- Born: 19 April 1937 Magdeburg, Gau Magdeburg-Anhalt, German Reich
- Died: 29 August 2025 (aged 88)
- Occupations: Bassoonist; Academic teacher;
- Years active: 1962–2006
- Organizations: Hochschule für Musik, Theater und Medien Hannover · Hochschule für Musik Hanns Eisler Berlin · Reina Sofía School of Music;
- Awards: Order of Merit of the Federal Republic of Germany

= Klaus Thunemann =

German bassoonist (1937–2025)

Klaus Thunemann (19 April 1937 – 29 August 2025) was a German bassoonist and academic teacher. He played as principal bassoonist of the North German Radio Symphony Orchestra, as a soloist and with a focus on chamber music. He taught at the Hochschule für Musik, Theater und Medien Hannover, the Hochschule für Musik Hanns Eisler Berlin, and in Madrid at the International Institute of Chamber Music and the Reina Sofía School of Music.

==Life and career==
Klaus Thunemann was born in Magdeburg on 19 April 1937. He originally studied piano at the Georg Philipp Telemann College of Music in his hometown. From the age of 18 focused on the bassoon. He left the German Democratic Republic in 1957 to study at the Hochschule für Musik in West Berlin with Willy Fugmann. Upon graduation in 1960, Thunemann was engaged by the North German Radio Symphony Orchestra of Hamburg, then as the orchestra's youngest player. He served as principal bassoonist from 1962 to 1978. He achieved a prize at the 1965 ARD International Music Competition. During his time with the orchestra he also appeared frequently as a soloist and in chamber music, playing with oboist Heinz Holliger, flutist Jean-Pierre Rampal and pianist András Schiff, among others. In the 1970s he also collaborated with jazz players and free improvisers such as Eberhard Weber.

Thunemann recorded extensively, including the complete bassoon solo repertoire. He recorded works by Vivaldi, Mozart, and others for labels such as Philips Records and Deutsche Grammophon. He recorded with pianist Alfred Brendel, oboist Heinz Holliger, and the chamber group I Musici among others.

From 1978 he focused on a teaching career in addition to his solo work. He first taught at the Hamburger Konservatorium, then from 1978 at the Hochschule für Musik, Theater und Medien Hannover, and from 1996 to 2005 at the Hochschule für Musik Hanns Eisler Berlin. He also taught internationally, at the Royal Academy of Music in London, in Austria, Denmark, Italy, Spain, Sweden, Argentina, Japan and the United States.

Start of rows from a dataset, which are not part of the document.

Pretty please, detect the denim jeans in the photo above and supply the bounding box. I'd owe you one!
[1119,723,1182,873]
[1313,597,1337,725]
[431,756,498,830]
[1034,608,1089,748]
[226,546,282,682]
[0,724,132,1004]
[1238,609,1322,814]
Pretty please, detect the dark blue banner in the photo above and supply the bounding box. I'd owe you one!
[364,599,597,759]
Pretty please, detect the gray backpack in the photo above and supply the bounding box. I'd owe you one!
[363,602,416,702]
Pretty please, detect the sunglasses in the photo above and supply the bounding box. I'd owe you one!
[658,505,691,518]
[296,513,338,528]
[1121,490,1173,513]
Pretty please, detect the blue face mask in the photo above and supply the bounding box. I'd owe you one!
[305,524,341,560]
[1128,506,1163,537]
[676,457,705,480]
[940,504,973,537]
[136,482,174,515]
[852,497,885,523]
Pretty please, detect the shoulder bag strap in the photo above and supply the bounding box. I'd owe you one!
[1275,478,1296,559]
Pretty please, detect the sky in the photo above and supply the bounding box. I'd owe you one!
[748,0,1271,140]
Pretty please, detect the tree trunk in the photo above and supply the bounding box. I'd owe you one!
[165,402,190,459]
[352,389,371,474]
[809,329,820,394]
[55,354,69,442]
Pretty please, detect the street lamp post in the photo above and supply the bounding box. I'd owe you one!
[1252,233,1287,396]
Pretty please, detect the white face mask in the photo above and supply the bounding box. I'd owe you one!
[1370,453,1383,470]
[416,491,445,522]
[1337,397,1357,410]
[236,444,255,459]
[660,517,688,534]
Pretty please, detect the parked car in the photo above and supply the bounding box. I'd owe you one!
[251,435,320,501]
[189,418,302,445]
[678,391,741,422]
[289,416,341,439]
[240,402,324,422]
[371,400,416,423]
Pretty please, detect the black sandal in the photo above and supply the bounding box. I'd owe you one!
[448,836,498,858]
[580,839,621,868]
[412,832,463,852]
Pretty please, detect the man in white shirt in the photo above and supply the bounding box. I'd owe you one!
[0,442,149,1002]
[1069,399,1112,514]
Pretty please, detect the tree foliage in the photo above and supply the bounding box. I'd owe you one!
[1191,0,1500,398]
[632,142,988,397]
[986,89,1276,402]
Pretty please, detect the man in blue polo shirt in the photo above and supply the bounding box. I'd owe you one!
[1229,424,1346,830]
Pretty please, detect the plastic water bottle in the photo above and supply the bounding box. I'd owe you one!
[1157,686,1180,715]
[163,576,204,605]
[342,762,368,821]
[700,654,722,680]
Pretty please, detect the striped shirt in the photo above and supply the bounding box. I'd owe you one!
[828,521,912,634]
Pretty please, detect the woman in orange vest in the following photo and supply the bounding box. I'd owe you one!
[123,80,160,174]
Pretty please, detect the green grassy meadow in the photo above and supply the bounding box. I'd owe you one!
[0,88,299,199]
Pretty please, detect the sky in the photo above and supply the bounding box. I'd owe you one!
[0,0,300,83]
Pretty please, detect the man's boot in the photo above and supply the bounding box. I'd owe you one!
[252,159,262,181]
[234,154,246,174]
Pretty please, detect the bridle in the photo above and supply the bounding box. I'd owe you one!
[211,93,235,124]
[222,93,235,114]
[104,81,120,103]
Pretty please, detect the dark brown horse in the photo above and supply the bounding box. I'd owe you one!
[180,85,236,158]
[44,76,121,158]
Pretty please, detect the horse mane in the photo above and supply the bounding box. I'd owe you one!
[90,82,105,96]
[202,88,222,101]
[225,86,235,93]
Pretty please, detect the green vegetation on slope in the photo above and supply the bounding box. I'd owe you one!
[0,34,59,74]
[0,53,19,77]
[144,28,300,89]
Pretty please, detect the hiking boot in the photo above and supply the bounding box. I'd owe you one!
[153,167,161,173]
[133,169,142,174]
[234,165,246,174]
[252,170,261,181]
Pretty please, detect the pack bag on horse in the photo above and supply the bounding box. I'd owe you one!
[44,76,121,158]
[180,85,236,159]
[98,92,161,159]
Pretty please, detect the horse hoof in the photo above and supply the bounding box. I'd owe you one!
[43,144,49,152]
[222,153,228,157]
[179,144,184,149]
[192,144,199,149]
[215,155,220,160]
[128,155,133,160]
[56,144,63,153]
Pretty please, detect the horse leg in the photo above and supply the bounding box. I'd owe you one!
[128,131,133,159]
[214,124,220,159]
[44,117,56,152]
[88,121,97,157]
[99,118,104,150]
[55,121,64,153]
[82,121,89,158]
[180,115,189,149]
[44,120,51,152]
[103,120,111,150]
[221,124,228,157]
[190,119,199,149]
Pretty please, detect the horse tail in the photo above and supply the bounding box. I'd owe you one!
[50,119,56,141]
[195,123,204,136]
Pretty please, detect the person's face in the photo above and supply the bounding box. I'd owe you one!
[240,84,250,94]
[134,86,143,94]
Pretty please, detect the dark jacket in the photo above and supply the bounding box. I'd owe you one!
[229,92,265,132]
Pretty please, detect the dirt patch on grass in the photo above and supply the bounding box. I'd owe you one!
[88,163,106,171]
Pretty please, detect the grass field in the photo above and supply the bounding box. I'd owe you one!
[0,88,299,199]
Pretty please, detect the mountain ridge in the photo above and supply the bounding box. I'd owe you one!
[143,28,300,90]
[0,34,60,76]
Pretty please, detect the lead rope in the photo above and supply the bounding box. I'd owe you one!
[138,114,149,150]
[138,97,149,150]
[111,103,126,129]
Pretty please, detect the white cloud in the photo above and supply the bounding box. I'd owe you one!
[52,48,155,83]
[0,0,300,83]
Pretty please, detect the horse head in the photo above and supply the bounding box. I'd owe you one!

He lectured in Berlin even after retirement. From 2008 he taught at Madrid's International Institute of Chamber Music, and the Reina Sofía School of Music, and the Barenboim–Said Akademie in Berlin. Many of his students play in leading orchestras of Europe.

Upon his retirement from teaching in 2006, the German government honored Thunemann with the Order of Merit of the Federal Republic of Germany. He continued to perform occasionally as a bassoon soloist. In October 2008, he appeared at the Jerusalem International Chamber Music Festival playing the Bassoon Sonata by Saint-Saëns. According to reviewer Robert Cummings, Thunemann was considered to be "one of the finest bassoonists of his generation".

Thunemann died on 29 August 2025, at the age of 88.